Friday Roundup: Consumer confidence, retirement funds, transit, what to do with new state revenue

There are always a few items we’ve read during the week that deserve more attention but don’t make it into our regular posts. So we bundle them for the Friday roundup.

Here’s this week’s bundle:

Milwaukee Journal Sentinel: Wisconsin faces billions in retiree obligations

Over the next generation, Wisconsin’s taxpayers and public workers must deal with at least $6.5 billion in unfunded retirement promises made by local governments, with more than $4.7 billion in the state’s largest county alone, a Milwaukee Journal Sentinel investigation has found.

From Milwaukee to Eau Claire, local governments face problems more severe than any in a generation, a review of thousands of pages of financial documents shows. The biggest challenges lie in southeastern Wisconsin, with the city, county and schools in Racine, for instance, combining for at least $686 million in unfunded liabilities to retirees and workers — $3,500 for every person in the county.

Shop Floor: Conference Board: Consumer Confidence Jumped Strongly in September

The Conference Board said that consumer sentiment jumped strongly in September. The Consumer Confidence Index rose from 101.8 in August to 104.1 in September, its highest level since August 2007. This represented a significant improvement in Americans’ assessments of the economy since May’s dismal 92.4 reading. 

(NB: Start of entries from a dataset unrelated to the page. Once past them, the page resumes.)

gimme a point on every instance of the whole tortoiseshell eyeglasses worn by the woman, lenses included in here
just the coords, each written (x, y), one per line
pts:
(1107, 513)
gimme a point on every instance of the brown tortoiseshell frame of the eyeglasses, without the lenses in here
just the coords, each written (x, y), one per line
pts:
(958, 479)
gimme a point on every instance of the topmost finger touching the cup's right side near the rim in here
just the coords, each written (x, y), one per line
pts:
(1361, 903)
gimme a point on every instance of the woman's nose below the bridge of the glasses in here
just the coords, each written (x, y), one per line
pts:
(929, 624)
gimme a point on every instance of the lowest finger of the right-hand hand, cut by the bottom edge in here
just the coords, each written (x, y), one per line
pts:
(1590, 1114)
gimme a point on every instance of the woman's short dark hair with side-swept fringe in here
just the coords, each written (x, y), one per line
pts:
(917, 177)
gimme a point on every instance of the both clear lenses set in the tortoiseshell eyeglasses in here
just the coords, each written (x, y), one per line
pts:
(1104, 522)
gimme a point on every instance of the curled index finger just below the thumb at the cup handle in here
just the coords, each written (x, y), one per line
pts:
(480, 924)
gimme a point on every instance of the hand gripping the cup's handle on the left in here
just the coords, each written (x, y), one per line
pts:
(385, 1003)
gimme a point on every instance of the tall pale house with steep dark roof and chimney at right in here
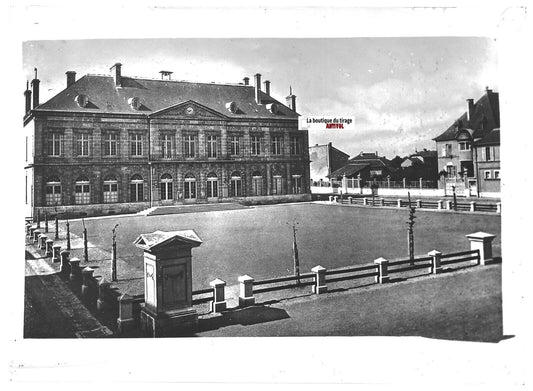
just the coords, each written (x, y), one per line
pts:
(455, 145)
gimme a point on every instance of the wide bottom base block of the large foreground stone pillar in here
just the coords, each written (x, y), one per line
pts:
(174, 323)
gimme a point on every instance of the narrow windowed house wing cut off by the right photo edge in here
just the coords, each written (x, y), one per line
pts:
(487, 151)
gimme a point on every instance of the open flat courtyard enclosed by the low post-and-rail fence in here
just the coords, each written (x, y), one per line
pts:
(258, 240)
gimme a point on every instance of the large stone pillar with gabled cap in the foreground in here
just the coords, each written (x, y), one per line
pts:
(168, 310)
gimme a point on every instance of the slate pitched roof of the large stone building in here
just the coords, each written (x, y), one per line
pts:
(155, 95)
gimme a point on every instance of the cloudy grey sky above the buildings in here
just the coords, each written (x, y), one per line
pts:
(402, 91)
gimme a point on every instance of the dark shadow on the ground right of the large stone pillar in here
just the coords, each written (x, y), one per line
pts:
(243, 316)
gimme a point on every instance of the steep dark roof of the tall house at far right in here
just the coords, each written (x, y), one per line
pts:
(486, 116)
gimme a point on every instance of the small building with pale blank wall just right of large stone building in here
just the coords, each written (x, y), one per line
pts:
(324, 160)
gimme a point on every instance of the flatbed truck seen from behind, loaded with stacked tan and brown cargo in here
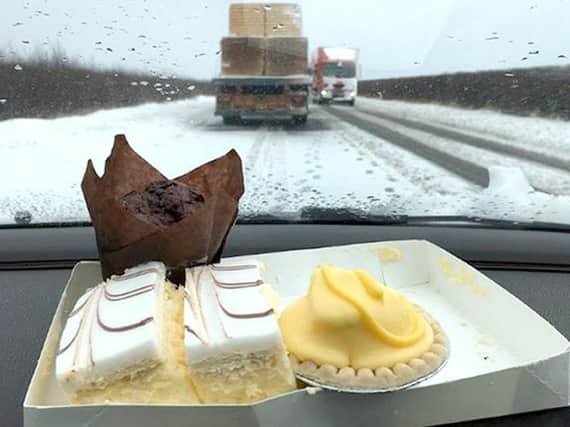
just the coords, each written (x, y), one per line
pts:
(264, 65)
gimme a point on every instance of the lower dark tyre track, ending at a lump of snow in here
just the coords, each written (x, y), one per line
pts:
(467, 170)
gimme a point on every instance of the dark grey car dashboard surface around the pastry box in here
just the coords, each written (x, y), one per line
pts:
(35, 264)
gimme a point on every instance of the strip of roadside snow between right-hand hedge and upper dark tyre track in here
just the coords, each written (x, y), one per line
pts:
(547, 136)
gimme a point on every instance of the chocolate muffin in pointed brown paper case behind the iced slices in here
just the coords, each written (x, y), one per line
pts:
(139, 215)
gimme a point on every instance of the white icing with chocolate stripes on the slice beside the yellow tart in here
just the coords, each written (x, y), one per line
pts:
(226, 312)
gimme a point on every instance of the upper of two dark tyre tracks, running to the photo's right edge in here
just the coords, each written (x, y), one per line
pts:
(474, 141)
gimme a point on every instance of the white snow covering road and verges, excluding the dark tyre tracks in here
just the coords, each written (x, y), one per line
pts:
(329, 163)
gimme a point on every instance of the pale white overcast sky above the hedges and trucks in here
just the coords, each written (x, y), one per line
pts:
(395, 37)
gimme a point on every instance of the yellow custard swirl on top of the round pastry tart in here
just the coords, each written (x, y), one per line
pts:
(349, 319)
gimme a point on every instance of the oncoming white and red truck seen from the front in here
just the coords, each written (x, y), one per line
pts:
(335, 72)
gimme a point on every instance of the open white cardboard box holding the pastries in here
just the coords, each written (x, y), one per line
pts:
(505, 358)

Office of Superintendent of Public Instruction: Participation Rates Increase for AP, PSAT; remain steady for SAT

A total of 39,967 Washington state public school students in the Class of 2016 took the SAT, a number virtually unchanged from 2015 (39,958 students). PSAT participation increased from 2015 to 2106 by 10.1 percent for 10th graders and by 3.5 percent for 11th graders. And participation in AP tests increased by 1.7 percent from 2015 to 2016.

Walla Walla Union-Bulletin: Bank new state revenue to help fund education

Fund education first, not last. The latest revenue forecast just provided $336 million to make that task a little easier.

New Geography: Transit: About Downtown and the Core

The nation’s six largest CBDs, not surprisingly, had the largest transit market shares. In New York, south of 59th Street, transit’s market share is approximately 77 percent. In Chicago, transit share to the CBD is 57 percent, in Boston 52 percent, in San Francisco 51 percent and between 40 percent and 50 percent in Philadelphia and Washington. Seattle, Pittsburgh and Minneapolis-St. Paul followed at between 30 percent and 40 percent. Portland ranked 10th at 27 percent.